Last Sunday, a tiny-but-pudgy ball of puppy fat and soft white fur was brought to my house. As I held him, my fingers got lost in his velvety fat rolls, and I knew it was the kind of love that would endure all violations of house rules, messes on the carpet, sleepless nights, and chewed shoes. And when his green-brown eyes met mine, I knew that this was the kind of love that would last forever, even knowing this four-legged angel would only be with me for one year.

Cale, named for JJ Cale, a musician born in Oklahoma City, has been chosen for an extraordinary life. Dogs are extraordinary in any case, giving unconditionally, forgiving immediately, listening and understanding without judgment. But this dog, this baby dog, will become someone’s link to independence. He will become someone’s truest friend and his or her bridge to freedom. He will, if I do my job right, wear the cape that says, “I am special.”

I am a Puppy Raiser, and though it is true this is not a title that means I elevate puppies onto pedestals of Roman God worthiness. My “job,” a misnomer that implies work for pay, is to care for and teach this baby dog until he becomes a mature, calm, socialized, and well-mannered adult, at which time he will learn his trade: that of a service dog. My reward for having done this well is that this dog will be taken away from me.

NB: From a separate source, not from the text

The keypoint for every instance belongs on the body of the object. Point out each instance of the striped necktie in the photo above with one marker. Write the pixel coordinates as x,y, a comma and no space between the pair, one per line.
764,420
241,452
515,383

Heartbreaking, right? Yes I’m sure it will be heartbreaking, and I will meet his departure with tears (okay sobs). Why would I do this? Why would I subject my heart to such certain pain and suffering? Why would I put in the time, the money, the endless effort required to house a weeks-old, unhousetrained puppy? And why, on this great earth, would I do this voluntarily, knowing at the end I will be hopelessly attached and heartbroken when he goes?

The answer is simple: he is destined for much greater things than to protect me from emotional pain! He might be someone’s hands some day, or their legs, or their lifeline. How can I be so selfish as to hoard him for myself, knowing his gifts were meant for another? The truth is, after my heart breaks, it will grow back even bigger. This is the most selfish reason of all to do what I do: it makes me feel good.